Weigh this single feel-good tale against the effects of five years of the Bush administration's 2003 AIDS/HIV package. It severely under-funded the United Nation's Global Fund and fell short of the wise recommendation by Physicians for Human Rights to spend more money up front on vital health infrastructure.

This year's State of the Union address called for double the amount of funding requested in the president's 2003 package. But critics note that this leaves appropriations flat. And it does not factor in the negative effects on buying power of our catastrophically weakened dollar. In July 2001, the euro cost 84 cents. In January 2003, it was $1.08. Now it's $1.56.

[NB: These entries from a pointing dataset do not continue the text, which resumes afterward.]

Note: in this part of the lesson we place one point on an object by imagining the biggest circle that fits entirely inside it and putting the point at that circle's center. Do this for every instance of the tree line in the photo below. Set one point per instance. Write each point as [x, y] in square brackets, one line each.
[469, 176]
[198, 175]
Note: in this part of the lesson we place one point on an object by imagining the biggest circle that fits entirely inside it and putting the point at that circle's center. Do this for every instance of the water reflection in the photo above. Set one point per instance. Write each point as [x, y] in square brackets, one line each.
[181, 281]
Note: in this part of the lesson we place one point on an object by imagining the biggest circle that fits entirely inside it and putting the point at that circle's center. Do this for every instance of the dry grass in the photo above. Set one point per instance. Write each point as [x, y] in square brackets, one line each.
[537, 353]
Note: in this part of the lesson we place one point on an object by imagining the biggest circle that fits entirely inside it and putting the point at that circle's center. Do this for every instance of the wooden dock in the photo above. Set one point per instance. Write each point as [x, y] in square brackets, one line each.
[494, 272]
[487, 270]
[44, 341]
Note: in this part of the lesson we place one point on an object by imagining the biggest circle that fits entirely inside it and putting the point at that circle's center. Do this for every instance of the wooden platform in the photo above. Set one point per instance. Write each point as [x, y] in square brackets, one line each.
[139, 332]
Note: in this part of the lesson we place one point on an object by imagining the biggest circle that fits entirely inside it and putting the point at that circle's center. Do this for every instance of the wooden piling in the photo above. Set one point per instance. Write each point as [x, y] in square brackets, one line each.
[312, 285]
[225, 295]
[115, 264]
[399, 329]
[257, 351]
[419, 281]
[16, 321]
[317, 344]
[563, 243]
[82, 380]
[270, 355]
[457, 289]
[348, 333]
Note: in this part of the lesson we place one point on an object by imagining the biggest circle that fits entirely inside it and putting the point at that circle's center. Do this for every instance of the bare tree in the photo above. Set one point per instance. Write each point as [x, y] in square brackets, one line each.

The administration insists on abstinence-only programs. This puts countless young women at risk to contract AIDS and become, like Ana, pregnant as teenagers. Ana and her child beat the odds, but the hope in her story distracts us from harsher realities.

Before we let hope seduce us, we should see it as the ancient Greeks saw it.

Greek gods were not all-powerful, all-knowing or all-loving. The Greeks placed little hope in them. The Greeks had no hope of any rewards in the after-life to compensate for lives of bad luck and misery, however virtuous.

What about evil? The Greeks believed that an Eve-like creation named Pandora had loosed evils upon the world. We moderns are so hopeful that we think the world's evils fit into a small jewelry box, like the one Pandora holds in Rossetti's famous 1869 painting. But the Greek Pandora opened a pithos, a huge 65-gallon storage jar full of evils. Hope stayed on the lip of the jar, symbolic of its ambivalent nature. It can be good and pull us through hard times. But it can be evil and lead us to ruin.

Hope deceived American homebuyers who gambled that everything would turn out OK with the subprime mortgages that banks and mortgage brokers were peddling. On March 10, hope deceived five brave American troops who trusted in Gen. David Petraeus and John McCain's claims that the surge was working. Petraeus and McCain and three Republican members of Congress symbolically strolled through Baghdad markets, under heavy security, in April 2007. And Petraeus did his own photo op walk in January 2008. When our troops left their armored personnel vehicle for an hour in a Baghdad market, it was their last hour on Earth.

Iraqi civilian witnesses expressed shock that the American soldiers would be so naive. An American official said, "Everyone is pretty mystified what that many guys were doing dismounted in that area."

Next time someone offers you hope, just say no, and think it over.

[Thomas G. Palaima is the Raymond F. Dickson Centennial Professor and the founding director of the Program in Aegean Scripts and Prehistory in the Department of Classics at the University of Texas at Austin. He received his Ph.D. in Classics from the University of Wisconsin-Madison in 1980. As an undergraduate, Palaimae attended Boston College and graduated B.A. (Mathematics and Classics) in 1973. He received a MacArthur fellowship 1985-90 for work on Aegean scripts and joined the UT-Austin Classics Department in 1986. Palaima also has written extensively about Bob Dylan and his cultural influence.]